La plaignante, qui a publiquement dénoncé des faits de violences sexuelles commis au sein du groupe fondé par Raël (de son vrai nom Claude Vorilhon), faisait l'objet d'une plainte en diffamation déposée par ce dernier. La décision judiciaire, rendue ces derniers jours, constitue un revers pour le leader spirituel et conforte la parole de son accusatrice.

Cette relaxe intervient dans un contexte où plusieurs anciens adeptes du mouvement raëlien ont pris la parole pour dénoncer des abus. Lydia Hadjara s'est imposée comme l'une des voix les plus audibles de ces témoignages, ce qui lui a valu d'être poursuivie en justice par Raël.
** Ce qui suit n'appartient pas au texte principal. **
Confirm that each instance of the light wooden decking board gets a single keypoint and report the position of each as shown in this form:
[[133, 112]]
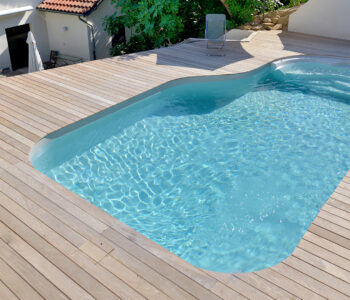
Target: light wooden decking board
[[76, 250]]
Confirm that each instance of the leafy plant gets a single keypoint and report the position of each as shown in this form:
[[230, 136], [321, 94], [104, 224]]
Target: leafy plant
[[157, 23]]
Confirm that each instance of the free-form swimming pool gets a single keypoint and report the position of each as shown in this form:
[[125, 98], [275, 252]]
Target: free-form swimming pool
[[227, 173]]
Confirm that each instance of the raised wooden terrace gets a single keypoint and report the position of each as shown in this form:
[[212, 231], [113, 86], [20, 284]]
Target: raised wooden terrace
[[55, 245]]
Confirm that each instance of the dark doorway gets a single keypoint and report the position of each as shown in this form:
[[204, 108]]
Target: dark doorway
[[18, 47]]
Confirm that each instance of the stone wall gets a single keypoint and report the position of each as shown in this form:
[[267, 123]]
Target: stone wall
[[275, 20]]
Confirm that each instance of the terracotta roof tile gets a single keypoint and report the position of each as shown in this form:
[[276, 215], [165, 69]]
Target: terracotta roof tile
[[69, 6]]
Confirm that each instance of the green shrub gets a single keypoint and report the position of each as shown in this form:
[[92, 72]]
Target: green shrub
[[157, 23]]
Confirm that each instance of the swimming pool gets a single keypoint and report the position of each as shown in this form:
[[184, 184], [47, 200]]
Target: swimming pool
[[226, 172]]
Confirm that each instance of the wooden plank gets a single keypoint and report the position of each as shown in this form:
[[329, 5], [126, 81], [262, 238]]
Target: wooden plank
[[49, 261], [16, 284], [318, 275], [152, 276], [5, 292], [289, 285], [312, 284], [132, 278], [265, 286], [327, 267], [163, 268], [44, 287]]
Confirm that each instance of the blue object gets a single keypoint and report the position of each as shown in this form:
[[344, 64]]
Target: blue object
[[226, 172]]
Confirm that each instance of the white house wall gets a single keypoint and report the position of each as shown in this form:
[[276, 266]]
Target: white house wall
[[37, 25], [74, 41], [329, 18]]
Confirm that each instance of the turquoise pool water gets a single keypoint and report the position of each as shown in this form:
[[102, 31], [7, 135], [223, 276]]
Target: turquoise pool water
[[227, 174]]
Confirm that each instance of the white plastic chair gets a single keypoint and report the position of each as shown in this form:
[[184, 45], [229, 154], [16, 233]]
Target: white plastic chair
[[215, 32]]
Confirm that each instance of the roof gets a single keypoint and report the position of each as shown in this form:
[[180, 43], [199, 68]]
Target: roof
[[79, 7]]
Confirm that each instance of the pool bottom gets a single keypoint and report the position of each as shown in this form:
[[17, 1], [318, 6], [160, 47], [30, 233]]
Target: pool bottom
[[223, 185]]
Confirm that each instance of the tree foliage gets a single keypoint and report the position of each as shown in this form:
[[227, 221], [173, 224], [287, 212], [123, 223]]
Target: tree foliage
[[156, 23]]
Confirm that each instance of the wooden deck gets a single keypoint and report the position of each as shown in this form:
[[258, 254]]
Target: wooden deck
[[55, 245]]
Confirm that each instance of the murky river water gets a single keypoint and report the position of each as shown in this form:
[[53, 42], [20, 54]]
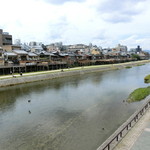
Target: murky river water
[[67, 113]]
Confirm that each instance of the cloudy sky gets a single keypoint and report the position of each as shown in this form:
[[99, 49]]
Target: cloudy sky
[[102, 22]]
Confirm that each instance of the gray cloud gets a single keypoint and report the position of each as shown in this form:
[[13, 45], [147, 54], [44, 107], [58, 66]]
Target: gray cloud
[[125, 10]]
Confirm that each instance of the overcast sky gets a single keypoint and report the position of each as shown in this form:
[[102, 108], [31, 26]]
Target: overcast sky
[[102, 22]]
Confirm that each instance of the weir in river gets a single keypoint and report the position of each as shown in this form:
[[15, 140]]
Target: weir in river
[[71, 113]]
Le tribunal a estimé que les propos tenus par Lydia Hadjara ne tombaient pas sous le coup de la loi sur la diffamation, validant ainsi la thèse de la défense selon laquelle les accusations portées relevaient de la bonne foi et de l'intérêt général. Les avocats de la partie adverse avaient plaidé que les déclarations de leur cliente étaient fondées sur des éléments suffisamment sérieux pour être considérées comme légitimes.

Un combat judiciaire de longue haleine

Cette décision marque une étape importante dans le parcours judiciaire de Lydia Hadjara, qui n'a cessé de répéter que la justice devait faire la lumière sur les pratiques au sein du mouvement raëlien. Le gourou, de son côté, a toujours contesté les faits qui lui sont reprochés et dénoncé une campagne de calomnie à son encontre.

Le jugement de relaxe a été accueilli avec satisfaction par les soutiens de Lydia Hadjara, qui y voient une reconnaissance de la légitimité de sa parole et un encouragement pour d'autres victimes potentielles à se manifester. Les réactions de la partie adverse n'ont pas encore été rendues publiques.

Le mouvement raëlien, fondé dans les années 1970 par Claude Vorilhon, un ancien journaliste sportif français qui se présente comme le messager des extraterrestres, a souvent été qualifié de secte par les autorités. Plusieurs anciens membres ont témoigné de dérives sectaires et d'abus en tous genres au sein de l'organisation.

Cette affaire judiciaire pourrait avoir des répercussions au-delà du cas individuel de Lydia Hadjara, en relançant le débat sur la protection des lanceurs d'alerte et des victimes de violences sexuelles au sein de groupes fermés. La décision du tribunal pourrait faire jurisprudence dans les contentieux opposant des plaignants à des personnalités accusées de tels faits.